RI athletics urged to focus on grassroots
Musthofid, The Jakarta Post, Jakarta
The Indonesian Athletics Federation (PASI) should be more focused on developing athletics at the grassroots level in a bid to improve its overall performance, an expert said Monday.
"If you want to develop sports, in this case athletics, you must start from the grassroots level," International Association of Athletics Federations (IAAF) coaching expert Gunter Lange said on the sidelines of a coaching seminar here.
The German is one of two lecturers speakers at the ten-day seminar, organized by the Jakarta-based Regional Development Center (RDC).

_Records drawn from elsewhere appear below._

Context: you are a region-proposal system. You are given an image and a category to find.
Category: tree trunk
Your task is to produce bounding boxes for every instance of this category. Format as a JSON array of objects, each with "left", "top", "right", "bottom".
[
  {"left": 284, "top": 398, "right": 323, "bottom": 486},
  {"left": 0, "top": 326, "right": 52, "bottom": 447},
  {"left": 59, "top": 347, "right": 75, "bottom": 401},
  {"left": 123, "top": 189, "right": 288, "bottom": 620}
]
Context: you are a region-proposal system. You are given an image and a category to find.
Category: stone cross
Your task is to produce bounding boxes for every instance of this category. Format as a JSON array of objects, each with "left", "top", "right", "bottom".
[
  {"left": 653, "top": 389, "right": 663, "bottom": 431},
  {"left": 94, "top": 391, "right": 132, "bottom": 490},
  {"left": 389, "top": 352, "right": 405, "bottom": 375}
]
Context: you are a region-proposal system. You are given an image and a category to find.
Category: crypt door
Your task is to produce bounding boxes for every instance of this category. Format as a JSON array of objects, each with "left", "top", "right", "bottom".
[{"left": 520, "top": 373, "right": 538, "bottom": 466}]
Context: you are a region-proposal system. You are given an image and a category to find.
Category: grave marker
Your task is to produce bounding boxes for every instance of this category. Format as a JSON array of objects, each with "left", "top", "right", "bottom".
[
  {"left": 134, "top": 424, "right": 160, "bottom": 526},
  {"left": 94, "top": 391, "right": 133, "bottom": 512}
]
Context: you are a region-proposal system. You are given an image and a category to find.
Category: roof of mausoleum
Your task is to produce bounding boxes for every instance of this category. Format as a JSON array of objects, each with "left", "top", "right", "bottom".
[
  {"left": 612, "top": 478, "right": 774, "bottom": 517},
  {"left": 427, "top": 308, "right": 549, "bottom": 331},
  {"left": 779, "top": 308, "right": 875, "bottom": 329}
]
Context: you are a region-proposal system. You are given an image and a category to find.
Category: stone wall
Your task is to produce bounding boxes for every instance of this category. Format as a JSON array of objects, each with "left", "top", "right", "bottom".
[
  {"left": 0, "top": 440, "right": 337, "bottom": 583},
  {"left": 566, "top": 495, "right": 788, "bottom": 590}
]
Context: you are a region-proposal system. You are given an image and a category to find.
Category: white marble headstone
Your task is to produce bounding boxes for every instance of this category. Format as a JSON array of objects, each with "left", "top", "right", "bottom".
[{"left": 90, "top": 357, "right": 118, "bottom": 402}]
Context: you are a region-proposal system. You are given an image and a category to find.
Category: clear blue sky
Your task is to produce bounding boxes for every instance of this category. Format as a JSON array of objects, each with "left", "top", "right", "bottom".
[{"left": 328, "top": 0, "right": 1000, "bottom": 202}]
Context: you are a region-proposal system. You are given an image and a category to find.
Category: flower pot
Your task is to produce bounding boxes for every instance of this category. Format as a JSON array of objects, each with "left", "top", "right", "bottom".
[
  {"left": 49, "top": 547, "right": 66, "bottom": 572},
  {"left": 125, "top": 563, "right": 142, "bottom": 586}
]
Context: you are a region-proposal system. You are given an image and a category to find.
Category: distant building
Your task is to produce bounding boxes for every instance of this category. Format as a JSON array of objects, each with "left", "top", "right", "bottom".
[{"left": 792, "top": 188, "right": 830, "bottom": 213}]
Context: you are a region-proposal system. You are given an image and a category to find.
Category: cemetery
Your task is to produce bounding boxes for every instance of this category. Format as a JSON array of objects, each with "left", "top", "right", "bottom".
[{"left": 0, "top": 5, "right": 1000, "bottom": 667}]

Coaches Education and Certification System (CECS) Level I Lectures Seminar began at the RDC headquarters on Sunday and will end March 25.
Thirteen participants from 11 of RDC's 19 member countries members are attending the seminar, including Bangladesh, Brunei Darussalam, Buthan, India, Laos, Maldives, Myanmar, Pakistan, Sri Lanka, The Philippines and Indonesia.
The other lecturer is Fletcher McEwen of Australia.
"By increasing the number of qualified coaches, you will have a big impact on the grassroots level.
"It means the first impact you will notice will be the improvement of techniques ... improvements of performance at youth level and juniors.
"And then after some time, the wave will reach the seniors," Lange, who served with PASI as an advisor from 1993 to 1998, said.
Viewing the overall state of Indonesian athletics, Lange said PASI should reactivate its provincial chapters.
He said competitions at national level were important to sharpen skills.
"PASI is not only Jakarta, but all of Indonesia from Jayapura to Aceh. The provincial chapters must be reactivated. They have to identify problems, which are specific to each of the provinces.
"Athletics' development is a pyramid, which means the fundamentals are more important."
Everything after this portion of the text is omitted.